TEMPO.CO, Jakarta - Singapura terancam resesi setelah melaporkan penurunan besar dalam kegiatan ekonomi pada kuartal kedua tahun ini.
Singapura sedang dirugikan oleh perang dagang AS-Cina dan sedang menuju pertumbuhan tahunan terlemah sejak 2009, ketika ekonomi menyusut 0,6 persen selama krisis keuangan global.
CNN melaporkan, 14 Agustus 2019, Singapura pada Selasa memangkas proyeksi pertumbuhan PDB pada 2019 menjadi antara 0 persen dan 1 persen. Sebelumnya, ia memperkirakan ekonomi akan tumbuh antara 1,5 persen dan 2,5 persen.
Penurunan peringkat mengikuti angka yang sangat lemah untuk periode April-Juni, ketika PDB menyusut 3,3 persen dibandingkan dengan kuartal pertama tahun ini.
Kementerian Perdagangan dan Industri Singapura (MTI) sekarang mengharapkan pertumbuhan PDB berada di antara 0 persen dan 1 persen, dengan angka akhir dipatok di sekitar titik tengah kisaran tersebut.
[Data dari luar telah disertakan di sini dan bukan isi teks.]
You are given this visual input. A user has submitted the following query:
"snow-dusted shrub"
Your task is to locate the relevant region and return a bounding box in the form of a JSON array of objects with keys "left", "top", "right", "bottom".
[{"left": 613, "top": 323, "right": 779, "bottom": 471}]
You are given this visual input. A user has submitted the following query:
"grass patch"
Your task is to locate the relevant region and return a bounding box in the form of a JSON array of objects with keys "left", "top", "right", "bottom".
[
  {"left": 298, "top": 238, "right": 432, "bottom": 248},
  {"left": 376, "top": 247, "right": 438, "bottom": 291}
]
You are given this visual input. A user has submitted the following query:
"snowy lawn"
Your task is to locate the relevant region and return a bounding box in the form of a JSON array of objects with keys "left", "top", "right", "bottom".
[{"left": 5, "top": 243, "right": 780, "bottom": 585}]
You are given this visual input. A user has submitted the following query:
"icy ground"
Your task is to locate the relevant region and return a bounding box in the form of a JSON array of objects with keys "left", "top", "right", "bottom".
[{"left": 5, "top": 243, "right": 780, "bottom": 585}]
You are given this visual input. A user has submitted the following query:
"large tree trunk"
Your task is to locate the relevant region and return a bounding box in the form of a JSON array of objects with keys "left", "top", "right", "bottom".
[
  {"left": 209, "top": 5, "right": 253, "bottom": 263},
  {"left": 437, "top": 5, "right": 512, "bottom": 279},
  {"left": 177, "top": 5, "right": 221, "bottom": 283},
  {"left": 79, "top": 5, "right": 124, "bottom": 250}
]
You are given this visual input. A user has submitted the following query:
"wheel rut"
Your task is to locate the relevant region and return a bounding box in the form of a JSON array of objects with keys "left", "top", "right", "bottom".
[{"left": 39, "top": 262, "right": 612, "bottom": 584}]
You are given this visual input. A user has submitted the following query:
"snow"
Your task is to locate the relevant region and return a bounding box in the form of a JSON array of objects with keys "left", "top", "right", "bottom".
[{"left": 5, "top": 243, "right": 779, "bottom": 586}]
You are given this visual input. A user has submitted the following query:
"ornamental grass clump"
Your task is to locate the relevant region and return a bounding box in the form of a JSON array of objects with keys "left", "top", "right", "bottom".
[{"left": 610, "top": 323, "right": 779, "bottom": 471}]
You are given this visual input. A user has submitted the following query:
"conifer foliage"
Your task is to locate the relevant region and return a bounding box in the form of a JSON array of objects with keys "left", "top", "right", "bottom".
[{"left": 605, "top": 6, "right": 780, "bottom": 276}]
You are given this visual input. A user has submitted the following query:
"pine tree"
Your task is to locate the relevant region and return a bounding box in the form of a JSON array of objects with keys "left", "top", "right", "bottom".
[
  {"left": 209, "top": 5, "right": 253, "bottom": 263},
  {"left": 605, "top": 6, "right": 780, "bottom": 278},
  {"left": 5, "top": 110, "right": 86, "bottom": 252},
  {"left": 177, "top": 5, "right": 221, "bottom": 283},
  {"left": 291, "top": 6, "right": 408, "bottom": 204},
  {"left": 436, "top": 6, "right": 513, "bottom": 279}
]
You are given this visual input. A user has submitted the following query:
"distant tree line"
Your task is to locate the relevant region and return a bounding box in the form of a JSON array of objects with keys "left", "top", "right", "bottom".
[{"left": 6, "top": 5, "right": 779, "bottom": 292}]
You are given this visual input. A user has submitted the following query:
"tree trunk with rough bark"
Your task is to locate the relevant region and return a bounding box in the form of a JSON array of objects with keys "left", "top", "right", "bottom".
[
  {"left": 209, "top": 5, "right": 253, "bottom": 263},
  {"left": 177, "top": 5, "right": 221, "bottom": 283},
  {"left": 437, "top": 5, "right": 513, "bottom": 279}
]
Angkan ini turun tajam dari kisaran perkiraan sebelumnya dari 1,5 persen menjadi 2,5 persen, karena ekonomi mencatat pertumbuhan 0,1 persen pada kuartal kedua.
Menurut Strait Times, penurunan peringkat terjadi di tengah meningkatnya ketegangan perdagangan global dan kelemahan di sektor manufaktur, dan MTI berharap bahwa Singapura kemungkinan akan terus menghadapi tantangan kuat untuk sisa tahun ini.
Tetapi Menteri Perindustrian dan Perdagangan Chan Chun Sing mengatakan bahwa sementara Singapura harus bersiap menghadapi tantangan ke depan, Singapura tidak perlu terlalu pesimistis.
Negara ini terus menarik investasi yang baik, dan ini mencerminkan kepercayaan yang dimiliki investor dalam proposisi nilai jangka panjangnya, tambah Sing.
Selain itu, seperti dikutip South China Morning Post, impor dan ekspor Singapura juga jatuh bebas, dengan ekspor Juni mengalami penurunan terburuk selama enam tahun, yakni turun 17,3 persen.
Ekspor nonmigas dari Singapura ke Cina turun 15,8 persen bulan lalu, sementara ke Hong Kong turun 38,2 persen, dengan banyak barang menuju Hong Kong akhirnya menuju ke daratan Cina.
Sekretaris Tetap untuk Perdagangan dan Industri Gabriel Lim mengatakan Singapura menghadapi imbas perlambatan ekonomi Cina yang berpotensi lebih curam dari perkiraan dan risiko Brexit yang tidak ada kesepakatan.
Risiko juga dapat timbul dari ketidakpastian di Hong Kong, sengketa perdagangan antara Jepang dan Korea Selatan, serta ketegangan di Korea Utara dan Selat Hormuz, tambahnya.
"Secara khusus, elektronik dan cluster rekayasa presisi kemungkinan akan tetap lemah karena penurunan tajam dalam permintaan semikonduktor global," kata Lim.
Namun dia menekankan bahwa masih ada sektor kuat Singapura, seperti kedirgantaraan dan segmen manufaktur, makanan dan minuman, serta informasi dan komunikasi, dan sektor keuangan dan asuransi.